Investigating Crashes
When libFuzzer finds a crash, it writes a reproducer file (e.g., crash-<hash>) to the current directory (or the path set by -artifact_prefix).
Reproducing a crash
Run the harness with the crash file as an argument (not a directory):
build/out/fuzz_parse_msgpack crash-435c5524aa57e3619dd857148000af58d295e4f4
ASan will print a detailed report showing the crash type (heap-buffer-overflow, stack-buffer-overflow, use-after-free, etc.), the exact source location, and a stack trace.
Debugging with lldb
lldb -- build/out/fuzz_parse_msgpack crash-435c5524aa57e3619dd857148000af58d295e4f4
(lldb) run
ASan stops at the exact point of the memory error. Use bt for a backtrace.
Minimizing a crash input
libFuzzer can shrink a crash reproducer to its minimal triggering input:
build/out/fuzz_parse_msgpack -minimize_crash=1 -max_total_time=60 crash-<hash>
Architecture
Sub-makefile design
Fuzz build logic lives in tests/fuzz/Makefile, invoked by the root makefile via:
fuzz:
@$(MAKE) -C tests/fuzz fuzz ROOT=$(CURDIR) BUILD=$(CURDIR)/$(BUILD) OUT=$(CURDIR)/$(OUT) CC=$(CC)

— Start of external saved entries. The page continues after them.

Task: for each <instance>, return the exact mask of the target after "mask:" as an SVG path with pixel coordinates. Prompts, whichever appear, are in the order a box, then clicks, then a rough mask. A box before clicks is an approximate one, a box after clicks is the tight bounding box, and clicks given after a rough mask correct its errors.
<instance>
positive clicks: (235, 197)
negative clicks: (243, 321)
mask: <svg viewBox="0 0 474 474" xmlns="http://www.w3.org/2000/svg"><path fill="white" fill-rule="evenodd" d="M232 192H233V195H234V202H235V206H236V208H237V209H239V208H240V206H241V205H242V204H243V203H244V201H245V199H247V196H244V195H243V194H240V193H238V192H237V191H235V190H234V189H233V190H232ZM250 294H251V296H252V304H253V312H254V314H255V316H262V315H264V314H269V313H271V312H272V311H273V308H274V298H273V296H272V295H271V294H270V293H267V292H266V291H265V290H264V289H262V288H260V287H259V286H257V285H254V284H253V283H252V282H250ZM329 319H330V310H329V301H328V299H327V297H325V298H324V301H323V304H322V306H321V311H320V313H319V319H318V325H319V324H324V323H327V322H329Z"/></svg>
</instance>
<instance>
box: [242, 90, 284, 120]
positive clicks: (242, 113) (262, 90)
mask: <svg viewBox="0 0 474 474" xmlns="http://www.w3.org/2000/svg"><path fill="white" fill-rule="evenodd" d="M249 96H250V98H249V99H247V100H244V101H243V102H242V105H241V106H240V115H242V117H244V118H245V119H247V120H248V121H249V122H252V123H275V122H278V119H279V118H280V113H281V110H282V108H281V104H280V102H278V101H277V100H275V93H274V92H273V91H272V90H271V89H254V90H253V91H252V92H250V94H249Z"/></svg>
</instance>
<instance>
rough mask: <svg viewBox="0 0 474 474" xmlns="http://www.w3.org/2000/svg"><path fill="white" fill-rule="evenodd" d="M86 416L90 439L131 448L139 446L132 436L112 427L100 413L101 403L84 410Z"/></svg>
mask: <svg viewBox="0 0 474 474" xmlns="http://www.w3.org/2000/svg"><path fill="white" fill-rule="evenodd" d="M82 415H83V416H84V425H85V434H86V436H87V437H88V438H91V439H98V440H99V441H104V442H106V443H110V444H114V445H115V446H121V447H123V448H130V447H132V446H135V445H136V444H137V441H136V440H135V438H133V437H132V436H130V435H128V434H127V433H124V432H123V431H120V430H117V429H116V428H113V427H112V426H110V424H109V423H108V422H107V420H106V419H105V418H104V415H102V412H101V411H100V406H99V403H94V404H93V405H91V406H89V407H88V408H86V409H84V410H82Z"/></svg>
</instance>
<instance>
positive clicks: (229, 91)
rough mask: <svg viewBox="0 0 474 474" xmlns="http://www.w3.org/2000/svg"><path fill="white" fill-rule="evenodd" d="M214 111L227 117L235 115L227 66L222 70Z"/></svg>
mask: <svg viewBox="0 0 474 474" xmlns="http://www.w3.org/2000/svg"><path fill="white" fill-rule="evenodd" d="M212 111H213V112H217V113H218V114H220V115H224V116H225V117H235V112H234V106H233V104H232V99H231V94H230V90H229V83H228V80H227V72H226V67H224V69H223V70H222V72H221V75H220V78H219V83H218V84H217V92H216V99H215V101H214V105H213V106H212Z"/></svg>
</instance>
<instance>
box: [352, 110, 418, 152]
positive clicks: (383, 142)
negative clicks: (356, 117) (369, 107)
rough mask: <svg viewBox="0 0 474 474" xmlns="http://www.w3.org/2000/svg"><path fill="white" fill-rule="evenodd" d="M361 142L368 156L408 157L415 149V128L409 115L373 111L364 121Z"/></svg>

This keeps the default make / make tests path free of fuzz-related overhead (no Homebrew detection, no LLVM checks). The sub-makefile receives absolute paths for ROOT, BUILD, and OUT so all paths resolve correctly from its working directory (tests/fuzz/).
On macOS, the sub-makefile uses override CC to replace Apple Clang with Homebrew LLVM. The override is necessary because the parent passes CC=clang on the command line, which takes precedence over regular variable assignments in the sub-makefile.